Odense is one of the municipalities’ who have seen a steep rise in infection the past seven days and more than 1,000 students at the teacher’s college in the city have been sent home, all of them are to be tested for coronavirus before they can return to college.

A mobile test centre has been sent to campus to facilitate testing.

These measures are part of the activities set in motion by the Danish Board for Patient Security and in a press release the director, Anette Lykke Petri says:

“We are extremely focused on the young target group and are in close contact with the relevant municipalities to secure the needed measures in order to stop further spread.”

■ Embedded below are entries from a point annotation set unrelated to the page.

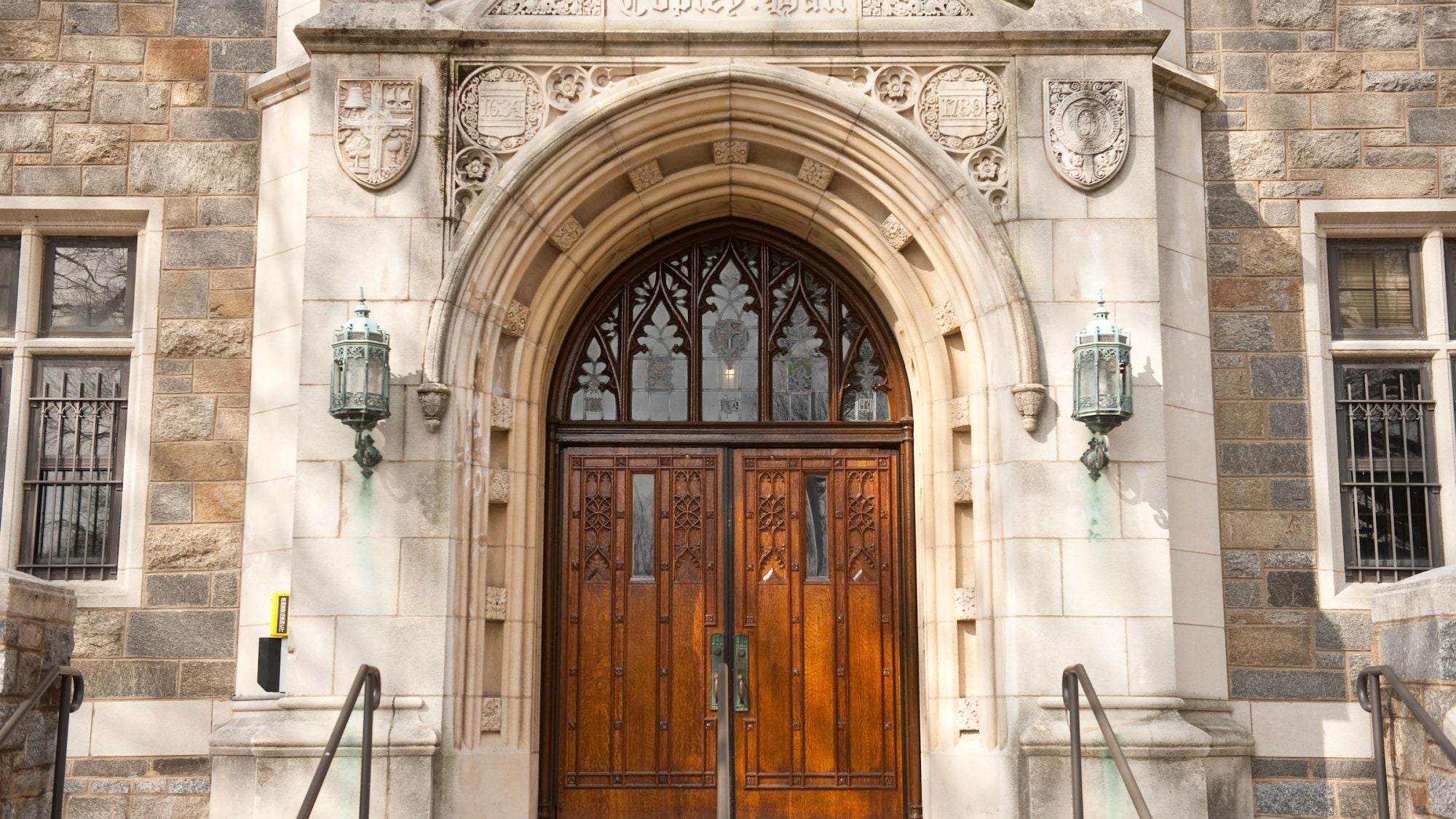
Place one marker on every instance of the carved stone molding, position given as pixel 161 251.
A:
pixel 646 175
pixel 962 486
pixel 1085 130
pixel 500 487
pixel 895 232
pixel 968 714
pixel 816 174
pixel 494 604
pixel 503 413
pixel 567 234
pixel 433 401
pixel 966 604
pixel 516 318
pixel 491 714
pixel 946 318
pixel 960 413
pixel 1029 403
pixel 376 129
pixel 730 152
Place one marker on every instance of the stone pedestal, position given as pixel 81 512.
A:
pixel 1416 634
pixel 36 634
pixel 264 759
pixel 1190 759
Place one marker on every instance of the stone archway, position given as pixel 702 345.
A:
pixel 726 141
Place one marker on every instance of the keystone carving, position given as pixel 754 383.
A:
pixel 816 174
pixel 895 232
pixel 433 401
pixel 503 413
pixel 567 235
pixel 730 152
pixel 516 318
pixel 646 175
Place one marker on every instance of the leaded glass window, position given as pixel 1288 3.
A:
pixel 727 328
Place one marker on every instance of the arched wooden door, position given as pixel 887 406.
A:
pixel 732 436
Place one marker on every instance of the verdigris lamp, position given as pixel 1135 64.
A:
pixel 1101 384
pixel 359 387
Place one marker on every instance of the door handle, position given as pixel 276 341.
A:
pixel 716 663
pixel 740 669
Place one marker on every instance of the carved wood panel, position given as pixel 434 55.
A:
pixel 641 595
pixel 815 590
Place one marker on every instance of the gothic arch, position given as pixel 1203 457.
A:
pixel 869 190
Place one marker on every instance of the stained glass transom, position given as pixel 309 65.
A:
pixel 726 330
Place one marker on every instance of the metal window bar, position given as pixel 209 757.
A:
pixel 368 681
pixel 1388 499
pixel 74 691
pixel 1071 676
pixel 1368 688
pixel 74 480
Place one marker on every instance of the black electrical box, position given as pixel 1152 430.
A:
pixel 270 663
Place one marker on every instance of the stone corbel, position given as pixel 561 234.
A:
pixel 1029 403
pixel 433 401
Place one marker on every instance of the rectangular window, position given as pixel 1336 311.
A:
pixel 88 286
pixel 1388 470
pixel 74 468
pixel 644 523
pixel 1374 288
pixel 9 280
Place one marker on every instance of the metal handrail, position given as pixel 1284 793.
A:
pixel 74 691
pixel 1368 688
pixel 366 679
pixel 1071 676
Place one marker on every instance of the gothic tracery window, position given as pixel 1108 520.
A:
pixel 721 330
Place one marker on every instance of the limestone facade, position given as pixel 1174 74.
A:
pixel 519 152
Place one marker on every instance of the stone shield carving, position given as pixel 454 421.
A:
pixel 376 127
pixel 1087 130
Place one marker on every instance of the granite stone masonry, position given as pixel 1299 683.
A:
pixel 146 100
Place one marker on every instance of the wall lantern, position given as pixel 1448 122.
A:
pixel 359 388
pixel 1101 384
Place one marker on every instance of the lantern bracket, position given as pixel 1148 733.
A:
pixel 366 454
pixel 1096 456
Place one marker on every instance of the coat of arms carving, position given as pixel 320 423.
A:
pixel 1087 130
pixel 376 129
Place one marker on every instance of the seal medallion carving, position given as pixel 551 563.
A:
pixel 376 127
pixel 502 107
pixel 1087 130
pixel 963 108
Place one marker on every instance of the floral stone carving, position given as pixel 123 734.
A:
pixel 376 129
pixel 1087 130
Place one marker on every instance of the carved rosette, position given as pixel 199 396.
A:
pixel 1087 130
pixel 816 174
pixel 376 127
pixel 730 152
pixel 433 401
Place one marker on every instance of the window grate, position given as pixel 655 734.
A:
pixel 1388 480
pixel 74 472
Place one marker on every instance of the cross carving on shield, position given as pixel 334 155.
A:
pixel 376 129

The municipality of Aarhus, where a larger outbreak took place in August, has seen a fall in spread and is at (latest figures) 22 new cases per 100,000 residents.

Here 33 percent of the new cases were found in the age group 20 to 29 even if they “only” account for 25 percent of the city’s population.

In Copenhagen, a recent rise in spread has also been seen and is at present at 15 cases per 100,000 residents (week of 23 to 30 August), here the young age group 20 to 29 account for 39 percent of the new cases despite only representing 25 percent of the population of the city.

On 3 September, updated figures for Copenhagen City showed a rise in spread to 24,5 per 100,000 residents (the past 7 days), these figures have not yet been broken down into age groups as those from the 23 to 30 August have ( the ones we refer to above).

Your Danish Life will update with the newest figures as soon as possible.